The table below describes VM three accuracy modes and expected performance level and maximum accuracy error for single and double precision for each mode.

Performance / Max. Error High Accuracy (HA) Low Accuracy (LA) Enhanced Performance (EP)
Expected performance Default Better performance Best performance available
Maximum accuracy error 1 ULP* 4 ULP* The lower half of the significand bits may be incorrect

* Unit in the last place (ULP)

Most VM functions have different implementations corresponding to each of these three modes.

NOTE:
VM accuracy modes have no impact on functions that return exact results, such as CopySign.

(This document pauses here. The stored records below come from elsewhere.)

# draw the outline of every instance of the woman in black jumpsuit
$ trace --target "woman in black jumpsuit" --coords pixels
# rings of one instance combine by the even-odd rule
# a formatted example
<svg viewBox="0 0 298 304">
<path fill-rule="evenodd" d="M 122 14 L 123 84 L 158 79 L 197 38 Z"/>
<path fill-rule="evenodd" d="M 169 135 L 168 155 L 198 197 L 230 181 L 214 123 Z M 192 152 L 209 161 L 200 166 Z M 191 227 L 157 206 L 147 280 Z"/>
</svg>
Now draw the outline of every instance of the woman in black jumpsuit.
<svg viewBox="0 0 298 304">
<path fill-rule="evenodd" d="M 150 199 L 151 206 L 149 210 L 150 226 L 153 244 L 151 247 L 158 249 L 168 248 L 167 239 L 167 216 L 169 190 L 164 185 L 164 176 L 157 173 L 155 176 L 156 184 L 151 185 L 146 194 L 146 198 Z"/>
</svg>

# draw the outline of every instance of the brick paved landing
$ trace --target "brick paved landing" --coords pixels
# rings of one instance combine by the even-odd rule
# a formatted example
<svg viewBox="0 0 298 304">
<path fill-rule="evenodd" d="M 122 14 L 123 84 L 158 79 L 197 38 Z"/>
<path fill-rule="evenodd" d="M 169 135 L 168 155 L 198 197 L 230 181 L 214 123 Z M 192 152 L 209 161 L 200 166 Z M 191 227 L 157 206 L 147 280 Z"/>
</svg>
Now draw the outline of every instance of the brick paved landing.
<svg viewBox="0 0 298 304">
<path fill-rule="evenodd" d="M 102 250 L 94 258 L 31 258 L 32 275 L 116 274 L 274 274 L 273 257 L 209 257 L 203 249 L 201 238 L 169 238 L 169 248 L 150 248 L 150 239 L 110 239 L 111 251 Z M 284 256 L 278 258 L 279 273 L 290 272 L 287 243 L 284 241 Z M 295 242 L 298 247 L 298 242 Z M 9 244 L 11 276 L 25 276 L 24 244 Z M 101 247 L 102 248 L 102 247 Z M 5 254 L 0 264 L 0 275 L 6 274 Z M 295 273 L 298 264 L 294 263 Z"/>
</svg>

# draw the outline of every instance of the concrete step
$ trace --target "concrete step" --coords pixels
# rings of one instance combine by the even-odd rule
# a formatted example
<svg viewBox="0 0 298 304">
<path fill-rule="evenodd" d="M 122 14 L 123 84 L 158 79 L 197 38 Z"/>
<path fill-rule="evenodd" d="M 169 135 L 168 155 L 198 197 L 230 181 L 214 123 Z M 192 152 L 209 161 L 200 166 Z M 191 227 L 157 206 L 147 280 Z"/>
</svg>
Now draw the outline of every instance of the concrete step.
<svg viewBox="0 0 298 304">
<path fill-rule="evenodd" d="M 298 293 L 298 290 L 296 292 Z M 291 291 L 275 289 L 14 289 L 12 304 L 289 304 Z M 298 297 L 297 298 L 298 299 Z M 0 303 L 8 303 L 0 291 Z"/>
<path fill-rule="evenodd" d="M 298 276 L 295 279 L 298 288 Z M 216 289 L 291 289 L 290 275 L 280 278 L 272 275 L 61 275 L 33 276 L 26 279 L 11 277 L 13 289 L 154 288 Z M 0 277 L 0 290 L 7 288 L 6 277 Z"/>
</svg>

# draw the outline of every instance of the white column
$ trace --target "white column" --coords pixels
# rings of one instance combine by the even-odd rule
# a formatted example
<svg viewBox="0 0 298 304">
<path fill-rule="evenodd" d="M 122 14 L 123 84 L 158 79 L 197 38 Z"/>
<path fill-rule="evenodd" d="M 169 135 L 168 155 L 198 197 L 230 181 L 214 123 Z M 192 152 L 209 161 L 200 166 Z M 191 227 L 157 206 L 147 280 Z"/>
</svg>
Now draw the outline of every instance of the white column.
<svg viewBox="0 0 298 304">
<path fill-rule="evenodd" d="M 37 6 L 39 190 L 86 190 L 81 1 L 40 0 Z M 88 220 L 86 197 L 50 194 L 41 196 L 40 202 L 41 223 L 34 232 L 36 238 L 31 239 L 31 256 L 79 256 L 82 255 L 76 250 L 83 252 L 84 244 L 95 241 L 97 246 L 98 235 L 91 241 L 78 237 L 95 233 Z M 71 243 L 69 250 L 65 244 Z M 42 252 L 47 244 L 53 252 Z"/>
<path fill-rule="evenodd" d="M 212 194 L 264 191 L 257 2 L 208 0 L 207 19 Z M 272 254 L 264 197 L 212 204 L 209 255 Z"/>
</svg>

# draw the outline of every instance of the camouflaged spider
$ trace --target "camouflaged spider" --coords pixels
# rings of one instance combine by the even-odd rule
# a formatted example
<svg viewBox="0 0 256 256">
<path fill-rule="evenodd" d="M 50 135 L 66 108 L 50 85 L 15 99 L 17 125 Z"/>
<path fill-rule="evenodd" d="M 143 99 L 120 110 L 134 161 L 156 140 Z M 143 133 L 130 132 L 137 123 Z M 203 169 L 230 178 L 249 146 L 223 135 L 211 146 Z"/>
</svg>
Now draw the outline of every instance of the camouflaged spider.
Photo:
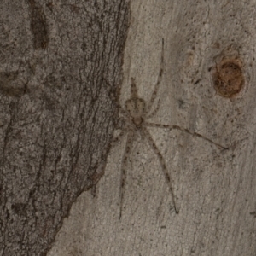
<svg viewBox="0 0 256 256">
<path fill-rule="evenodd" d="M 188 129 L 183 129 L 178 125 L 162 125 L 162 124 L 155 124 L 150 123 L 147 120 L 152 118 L 159 110 L 159 101 L 155 109 L 152 110 L 152 107 L 154 102 L 155 102 L 157 92 L 159 90 L 159 86 L 161 81 L 162 73 L 163 73 L 163 51 L 164 51 L 164 40 L 162 40 L 162 52 L 161 52 L 161 63 L 160 69 L 158 75 L 157 83 L 154 86 L 154 90 L 152 93 L 151 99 L 148 106 L 146 105 L 145 101 L 143 98 L 140 98 L 137 95 L 137 90 L 135 83 L 135 79 L 131 78 L 131 98 L 125 101 L 125 106 L 123 108 L 119 104 L 119 113 L 125 119 L 125 127 L 123 127 L 123 131 L 119 133 L 119 135 L 113 139 L 112 145 L 113 145 L 116 142 L 119 141 L 120 137 L 126 135 L 126 142 L 125 142 L 125 149 L 122 158 L 122 166 L 121 166 L 121 182 L 120 182 L 120 211 L 119 211 L 119 218 L 122 216 L 122 208 L 123 208 L 123 199 L 125 193 L 125 179 L 126 179 L 126 166 L 127 166 L 127 160 L 129 159 L 132 148 L 132 145 L 134 142 L 137 140 L 137 135 L 139 135 L 140 137 L 145 138 L 149 144 L 150 148 L 154 151 L 154 153 L 158 157 L 160 161 L 163 174 L 165 176 L 166 182 L 169 187 L 173 207 L 176 213 L 178 213 L 178 209 L 177 207 L 175 202 L 175 197 L 173 193 L 173 189 L 172 185 L 171 176 L 168 173 L 167 167 L 166 165 L 166 161 L 155 145 L 150 133 L 148 132 L 147 127 L 158 127 L 158 128 L 166 128 L 166 129 L 176 129 L 189 133 L 190 135 L 195 136 L 197 137 L 207 140 L 209 143 L 215 144 L 217 147 L 221 148 L 223 149 L 227 149 L 227 148 L 218 144 L 212 140 L 203 137 L 202 135 L 191 132 Z"/>
</svg>

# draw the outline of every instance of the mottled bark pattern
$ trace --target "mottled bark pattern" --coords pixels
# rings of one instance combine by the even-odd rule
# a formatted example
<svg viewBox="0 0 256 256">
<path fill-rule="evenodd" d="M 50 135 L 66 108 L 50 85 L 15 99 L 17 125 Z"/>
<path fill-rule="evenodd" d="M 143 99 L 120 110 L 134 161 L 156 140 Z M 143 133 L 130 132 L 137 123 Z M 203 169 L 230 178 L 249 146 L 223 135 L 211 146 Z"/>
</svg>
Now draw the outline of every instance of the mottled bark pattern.
<svg viewBox="0 0 256 256">
<path fill-rule="evenodd" d="M 0 255 L 45 255 L 103 174 L 129 1 L 73 3 L 1 3 Z"/>
<path fill-rule="evenodd" d="M 45 49 L 48 44 L 48 34 L 45 15 L 42 7 L 35 0 L 28 0 L 31 8 L 31 31 L 33 34 L 35 49 Z"/>
</svg>

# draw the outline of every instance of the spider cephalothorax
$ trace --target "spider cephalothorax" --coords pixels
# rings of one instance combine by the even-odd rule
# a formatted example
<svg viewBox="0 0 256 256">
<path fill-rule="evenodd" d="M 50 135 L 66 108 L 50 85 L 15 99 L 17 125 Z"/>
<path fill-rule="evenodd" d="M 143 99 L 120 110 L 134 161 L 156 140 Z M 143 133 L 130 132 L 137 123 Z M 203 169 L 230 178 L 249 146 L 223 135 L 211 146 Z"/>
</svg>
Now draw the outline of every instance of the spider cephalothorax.
<svg viewBox="0 0 256 256">
<path fill-rule="evenodd" d="M 218 144 L 212 140 L 203 137 L 202 135 L 192 132 L 189 131 L 188 129 L 182 128 L 178 125 L 162 125 L 162 124 L 155 124 L 155 123 L 150 123 L 147 120 L 154 116 L 154 114 L 157 113 L 159 109 L 159 101 L 156 108 L 152 110 L 154 103 L 155 102 L 157 92 L 159 90 L 159 86 L 161 81 L 162 73 L 163 73 L 163 52 L 164 52 L 164 40 L 162 40 L 162 53 L 161 53 L 161 62 L 160 62 L 160 69 L 158 74 L 158 79 L 157 83 L 154 86 L 154 90 L 152 93 L 151 99 L 146 106 L 146 102 L 143 99 L 140 98 L 137 95 L 137 90 L 135 83 L 135 79 L 131 78 L 131 98 L 125 101 L 125 108 L 123 108 L 119 104 L 119 110 L 120 113 L 124 115 L 126 125 L 124 125 L 123 131 L 121 133 L 113 140 L 114 142 L 119 141 L 120 137 L 126 135 L 126 143 L 125 143 L 125 153 L 122 158 L 122 166 L 121 166 L 121 183 L 120 183 L 120 212 L 119 212 L 119 218 L 121 218 L 122 215 L 122 207 L 123 207 L 123 197 L 124 197 L 124 192 L 125 192 L 125 179 L 126 179 L 126 165 L 127 165 L 127 160 L 129 159 L 131 155 L 131 152 L 132 149 L 132 145 L 134 142 L 137 140 L 137 136 L 139 135 L 139 137 L 145 138 L 148 142 L 149 147 L 152 148 L 153 152 L 156 154 L 159 162 L 161 166 L 161 170 L 163 172 L 163 174 L 165 176 L 166 182 L 169 187 L 172 199 L 172 204 L 173 208 L 176 212 L 176 213 L 178 213 L 178 209 L 176 206 L 175 202 L 175 197 L 173 193 L 173 189 L 172 185 L 172 178 L 171 175 L 168 172 L 166 161 L 164 157 L 162 156 L 161 153 L 158 149 L 157 146 L 155 145 L 149 131 L 148 131 L 147 127 L 157 127 L 157 128 L 166 128 L 166 129 L 176 129 L 182 131 L 184 131 L 186 133 L 189 133 L 190 135 L 195 136 L 197 137 L 202 138 L 211 143 L 215 144 L 217 147 L 222 148 L 222 149 L 227 149 L 227 148 L 221 146 L 220 144 Z M 136 132 L 135 132 L 136 131 Z"/>
</svg>

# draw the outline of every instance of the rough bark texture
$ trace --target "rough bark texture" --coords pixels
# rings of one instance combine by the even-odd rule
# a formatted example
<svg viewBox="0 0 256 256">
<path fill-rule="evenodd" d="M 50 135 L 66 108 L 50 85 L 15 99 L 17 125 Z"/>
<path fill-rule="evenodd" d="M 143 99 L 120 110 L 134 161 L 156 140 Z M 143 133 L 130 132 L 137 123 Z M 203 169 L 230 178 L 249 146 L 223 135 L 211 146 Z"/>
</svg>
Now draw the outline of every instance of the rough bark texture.
<svg viewBox="0 0 256 256">
<path fill-rule="evenodd" d="M 128 3 L 1 1 L 0 255 L 45 255 L 102 176 Z"/>
<path fill-rule="evenodd" d="M 49 255 L 256 255 L 255 1 L 134 0 L 131 10 L 121 103 L 130 97 L 131 77 L 148 102 L 164 38 L 152 122 L 188 128 L 229 149 L 152 128 L 179 213 L 156 155 L 137 140 L 119 220 L 121 140 L 96 197 L 81 195 Z"/>
</svg>

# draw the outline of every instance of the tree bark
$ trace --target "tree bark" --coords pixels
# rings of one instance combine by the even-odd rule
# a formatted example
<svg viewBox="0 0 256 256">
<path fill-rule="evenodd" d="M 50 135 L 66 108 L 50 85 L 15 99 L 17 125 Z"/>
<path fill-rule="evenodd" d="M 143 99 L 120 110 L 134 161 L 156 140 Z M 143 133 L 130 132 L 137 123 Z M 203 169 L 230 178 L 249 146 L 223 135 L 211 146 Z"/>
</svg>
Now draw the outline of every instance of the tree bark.
<svg viewBox="0 0 256 256">
<path fill-rule="evenodd" d="M 73 204 L 49 256 L 254 256 L 254 1 L 139 0 L 131 9 L 121 105 L 131 96 L 131 77 L 150 100 L 164 38 L 160 109 L 152 122 L 187 128 L 228 149 L 179 131 L 148 129 L 179 213 L 157 156 L 138 139 L 119 219 L 124 138 L 110 151 L 96 196 L 86 192 Z"/>
<path fill-rule="evenodd" d="M 103 175 L 128 4 L 1 1 L 0 255 L 45 255 Z"/>
</svg>

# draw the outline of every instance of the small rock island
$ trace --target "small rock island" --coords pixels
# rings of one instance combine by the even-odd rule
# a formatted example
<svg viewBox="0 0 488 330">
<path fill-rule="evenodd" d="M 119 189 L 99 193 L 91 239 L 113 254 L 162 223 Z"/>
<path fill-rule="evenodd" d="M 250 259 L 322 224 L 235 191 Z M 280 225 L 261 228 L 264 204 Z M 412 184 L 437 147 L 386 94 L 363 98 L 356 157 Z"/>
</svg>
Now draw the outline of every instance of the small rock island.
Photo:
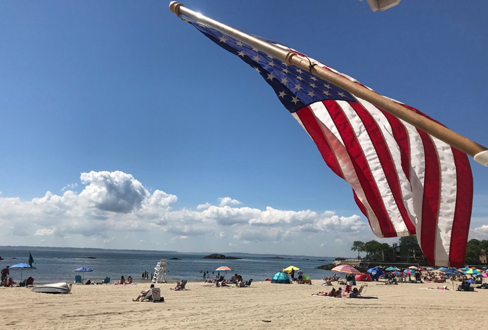
<svg viewBox="0 0 488 330">
<path fill-rule="evenodd" d="M 203 259 L 226 259 L 227 260 L 236 260 L 237 259 L 241 259 L 241 258 L 238 258 L 237 257 L 227 257 L 223 254 L 219 254 L 218 253 L 214 253 L 213 254 L 210 254 L 209 255 L 206 255 L 203 257 Z"/>
</svg>

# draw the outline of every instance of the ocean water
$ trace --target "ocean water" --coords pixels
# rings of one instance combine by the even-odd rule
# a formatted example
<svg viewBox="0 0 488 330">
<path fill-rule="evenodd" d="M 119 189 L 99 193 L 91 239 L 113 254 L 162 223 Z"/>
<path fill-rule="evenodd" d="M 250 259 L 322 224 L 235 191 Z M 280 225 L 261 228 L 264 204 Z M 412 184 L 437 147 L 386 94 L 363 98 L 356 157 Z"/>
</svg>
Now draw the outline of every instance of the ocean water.
<svg viewBox="0 0 488 330">
<path fill-rule="evenodd" d="M 26 263 L 29 252 L 32 254 L 35 262 L 33 266 L 37 269 L 22 272 L 11 271 L 10 276 L 14 281 L 17 281 L 21 276 L 22 278 L 32 276 L 36 283 L 72 282 L 75 275 L 81 275 L 84 281 L 90 279 L 98 282 L 108 277 L 113 283 L 122 275 L 126 279 L 130 275 L 136 282 L 140 282 L 142 273 L 146 271 L 149 275 L 154 273 L 154 268 L 161 258 L 167 259 L 167 278 L 169 281 L 181 279 L 203 281 L 201 271 L 208 271 L 210 276 L 215 277 L 217 272 L 215 270 L 223 266 L 233 270 L 228 272 L 228 278 L 237 273 L 246 280 L 252 278 L 255 281 L 263 281 L 291 265 L 301 268 L 312 279 L 329 277 L 333 274 L 330 271 L 315 269 L 317 266 L 331 262 L 333 258 L 330 257 L 273 255 L 280 257 L 276 258 L 267 255 L 235 253 L 226 255 L 242 258 L 217 260 L 203 258 L 209 253 L 192 254 L 166 251 L 45 247 L 0 247 L 0 256 L 4 258 L 0 260 L 0 268 L 3 269 L 7 265 Z M 171 260 L 171 258 L 178 259 Z M 75 272 L 74 270 L 79 267 L 91 268 L 93 271 Z M 212 271 L 215 272 L 213 275 Z"/>
</svg>

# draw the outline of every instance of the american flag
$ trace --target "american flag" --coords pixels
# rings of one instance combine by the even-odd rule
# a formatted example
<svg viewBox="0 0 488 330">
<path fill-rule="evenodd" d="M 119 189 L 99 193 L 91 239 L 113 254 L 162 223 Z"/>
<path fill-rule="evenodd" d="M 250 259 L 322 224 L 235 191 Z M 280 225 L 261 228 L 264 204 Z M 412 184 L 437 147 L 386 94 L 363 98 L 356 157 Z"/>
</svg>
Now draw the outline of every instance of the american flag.
<svg viewBox="0 0 488 330">
<path fill-rule="evenodd" d="M 431 265 L 465 266 L 473 197 L 465 154 L 306 70 L 188 21 L 251 65 L 271 86 L 327 166 L 351 185 L 375 235 L 416 235 Z M 311 64 L 359 83 L 309 59 Z"/>
</svg>

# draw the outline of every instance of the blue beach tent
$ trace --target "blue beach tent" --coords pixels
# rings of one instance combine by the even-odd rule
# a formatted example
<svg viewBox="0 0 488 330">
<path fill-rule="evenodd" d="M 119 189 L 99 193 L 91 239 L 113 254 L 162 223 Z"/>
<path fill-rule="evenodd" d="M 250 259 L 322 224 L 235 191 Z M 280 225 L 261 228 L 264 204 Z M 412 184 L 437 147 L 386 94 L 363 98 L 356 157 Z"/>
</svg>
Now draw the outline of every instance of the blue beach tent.
<svg viewBox="0 0 488 330">
<path fill-rule="evenodd" d="M 285 273 L 283 272 L 278 272 L 273 276 L 271 283 L 278 283 L 282 284 L 289 284 L 290 278 Z"/>
</svg>

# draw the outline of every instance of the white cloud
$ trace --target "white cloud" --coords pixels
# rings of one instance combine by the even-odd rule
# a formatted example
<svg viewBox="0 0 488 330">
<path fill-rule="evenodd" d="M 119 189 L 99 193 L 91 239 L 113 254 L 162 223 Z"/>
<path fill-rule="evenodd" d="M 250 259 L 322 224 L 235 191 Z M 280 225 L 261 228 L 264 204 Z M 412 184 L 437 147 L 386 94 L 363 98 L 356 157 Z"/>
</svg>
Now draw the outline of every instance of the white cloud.
<svg viewBox="0 0 488 330">
<path fill-rule="evenodd" d="M 205 210 L 210 207 L 210 204 L 209 203 L 207 202 L 204 204 L 198 204 L 197 206 L 197 210 Z"/>
<path fill-rule="evenodd" d="M 219 199 L 219 205 L 220 206 L 224 206 L 225 205 L 240 205 L 242 203 L 237 200 L 233 200 L 230 197 L 221 197 Z"/>
<path fill-rule="evenodd" d="M 61 192 L 64 192 L 68 189 L 73 189 L 78 187 L 78 183 L 69 183 L 61 188 Z"/>
<path fill-rule="evenodd" d="M 228 196 L 219 199 L 219 206 L 207 203 L 196 210 L 173 210 L 176 195 L 158 189 L 150 192 L 131 174 L 92 171 L 81 173 L 80 178 L 85 185 L 79 193 L 68 190 L 58 195 L 47 191 L 26 201 L 0 196 L 0 227 L 8 228 L 12 236 L 73 240 L 80 235 L 109 246 L 137 242 L 143 237 L 142 244 L 149 241 L 148 235 L 160 238 L 163 234 L 162 244 L 190 244 L 188 239 L 197 237 L 224 244 L 290 242 L 316 236 L 323 242 L 339 236 L 347 244 L 371 233 L 368 222 L 357 215 L 238 207 L 241 203 Z M 326 235 L 329 236 L 320 236 Z"/>
<path fill-rule="evenodd" d="M 470 238 L 475 238 L 478 240 L 488 239 L 488 224 L 483 224 L 480 227 L 472 229 L 470 231 Z"/>
<path fill-rule="evenodd" d="M 38 229 L 36 231 L 36 233 L 34 233 L 34 236 L 49 236 L 50 235 L 52 235 L 56 232 L 56 229 L 55 228 L 51 228 L 50 229 L 48 229 L 47 228 L 42 228 L 41 229 Z"/>
</svg>

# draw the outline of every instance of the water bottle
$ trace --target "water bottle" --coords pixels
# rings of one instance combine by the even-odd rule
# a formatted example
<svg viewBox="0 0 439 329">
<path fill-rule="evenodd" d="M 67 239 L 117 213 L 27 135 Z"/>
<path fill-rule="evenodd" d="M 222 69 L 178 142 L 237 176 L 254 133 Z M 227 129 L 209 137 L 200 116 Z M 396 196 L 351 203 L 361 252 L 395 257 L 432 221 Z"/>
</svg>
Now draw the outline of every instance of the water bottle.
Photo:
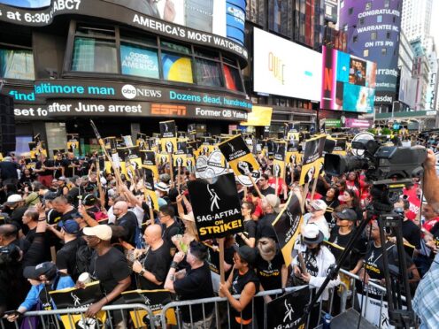
<svg viewBox="0 0 439 329">
<path fill-rule="evenodd" d="M 331 329 L 332 317 L 329 313 L 325 313 L 321 320 L 322 320 L 321 329 Z"/>
</svg>

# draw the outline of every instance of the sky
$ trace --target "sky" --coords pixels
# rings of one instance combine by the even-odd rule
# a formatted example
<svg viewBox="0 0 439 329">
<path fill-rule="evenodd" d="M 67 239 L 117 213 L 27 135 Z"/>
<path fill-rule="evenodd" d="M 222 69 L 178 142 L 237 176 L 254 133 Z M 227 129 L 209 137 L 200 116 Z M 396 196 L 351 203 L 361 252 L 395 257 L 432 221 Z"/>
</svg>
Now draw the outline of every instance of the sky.
<svg viewBox="0 0 439 329">
<path fill-rule="evenodd" d="M 439 49 L 439 0 L 433 0 L 433 12 L 431 15 L 430 34 L 435 37 L 436 50 Z"/>
</svg>

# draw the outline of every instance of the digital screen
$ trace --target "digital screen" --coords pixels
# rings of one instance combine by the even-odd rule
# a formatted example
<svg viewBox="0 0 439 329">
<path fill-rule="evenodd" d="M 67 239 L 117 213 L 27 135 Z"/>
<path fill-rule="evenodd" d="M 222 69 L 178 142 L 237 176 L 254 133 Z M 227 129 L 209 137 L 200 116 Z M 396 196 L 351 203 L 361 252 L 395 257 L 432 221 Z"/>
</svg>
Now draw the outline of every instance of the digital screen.
<svg viewBox="0 0 439 329">
<path fill-rule="evenodd" d="M 19 8 L 42 8 L 50 5 L 51 0 L 0 0 L 0 4 Z"/>
<path fill-rule="evenodd" d="M 376 63 L 323 46 L 321 109 L 372 112 L 376 67 Z"/>
<path fill-rule="evenodd" d="M 254 91 L 318 102 L 321 58 L 317 51 L 255 28 Z"/>
</svg>

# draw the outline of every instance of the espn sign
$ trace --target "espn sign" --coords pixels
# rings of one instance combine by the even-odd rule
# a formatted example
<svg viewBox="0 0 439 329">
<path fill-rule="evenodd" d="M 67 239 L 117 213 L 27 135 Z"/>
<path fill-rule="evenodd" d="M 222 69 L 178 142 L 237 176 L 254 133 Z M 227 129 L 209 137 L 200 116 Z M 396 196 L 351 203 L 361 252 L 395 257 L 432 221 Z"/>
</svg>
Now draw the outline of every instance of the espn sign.
<svg viewBox="0 0 439 329">
<path fill-rule="evenodd" d="M 187 109 L 183 105 L 151 104 L 151 115 L 186 117 Z"/>
</svg>

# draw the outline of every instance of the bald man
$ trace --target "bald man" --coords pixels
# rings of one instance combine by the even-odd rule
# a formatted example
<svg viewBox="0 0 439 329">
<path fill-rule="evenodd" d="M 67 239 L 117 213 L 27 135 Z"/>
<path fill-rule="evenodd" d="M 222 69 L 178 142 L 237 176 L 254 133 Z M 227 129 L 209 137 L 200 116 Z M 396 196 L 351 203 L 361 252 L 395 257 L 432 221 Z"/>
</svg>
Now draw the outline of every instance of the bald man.
<svg viewBox="0 0 439 329">
<path fill-rule="evenodd" d="M 171 254 L 162 239 L 162 227 L 157 224 L 149 226 L 143 238 L 150 248 L 134 263 L 133 271 L 138 274 L 142 289 L 163 289 Z"/>
<path fill-rule="evenodd" d="M 137 218 L 133 211 L 128 210 L 128 203 L 125 201 L 117 202 L 112 211 L 116 216 L 116 222 L 112 230 L 112 242 L 116 242 L 119 238 L 135 246 L 135 231 L 138 226 Z"/>
</svg>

Given the reduction in accuracy as described in the table, the EP mode may be adequate for applications that do not rely on accurate results, such as media applications or some Monte Carlo simulations.

Accuracy behavior is processor specific, so results might differ slightly across processor families and components of one family such as processor models or libraries. Results might also vary slightly from release to release. However, all differences are within specified error bounds. Error and special value behavior are identical for HA and LA functions regardless of the processor used to run the software. For the EP mode, correct error and special value behavior are not guaranteed.

To control the VM accuracy modes, use the vmlSetMode function. For more information, refer to the Intel® oneAPI Math Kernel Library Developer Reference.

NOTE on Performance:

Performance numbers in the tables are shown for working argument intervals. Performance behavior may be different for other intervals. For example, it is quite expensive to compute trigonometric functions accurately for huge arguments. Each function lists the working interval over which performance is measured. The same page contains graphs that show how the performance behavior depends on the vector length. There are two extreme cases: short and long vectors.

NOTE:
Logarithmic scale is used to show both cases.

For short vectors, functions incur certain overheads, which are amortized with an increasing vector length. For vectors longer than a few dozens of elements, the performance remains quite flat until the L2 cache size is exceeded due to the length of the vector.

Data prefetching greatly reduces the performance penalty for vectors that do not fit in the cache.

NOTE on Accuracy:

The design requirements for the HA functions are to have an accuracy error less than 1.0 ULP, and to have all special values processed correctly. For the LA functions, the error bound is 4.0 ULP.

For the EP functions, approximately one half of the bits in the significand (the most significant ones) of the floating-point result need to be correct. For details, see the accuracy tables with ULP errors for all the functions. Any deviations from these error bounds are highlighted in the accuracy tables, and should be considered to be temporary.

For complex functions, the ULP error is the maximum of the two ULP errors calculated for the real and the imaginary parts of the result.

Special Value Processing

Special values are processed in conformance with the C9X standard. See the information for the special value behavior of every function in the Intel® oneAPI Math Kernel Library Developer Reference.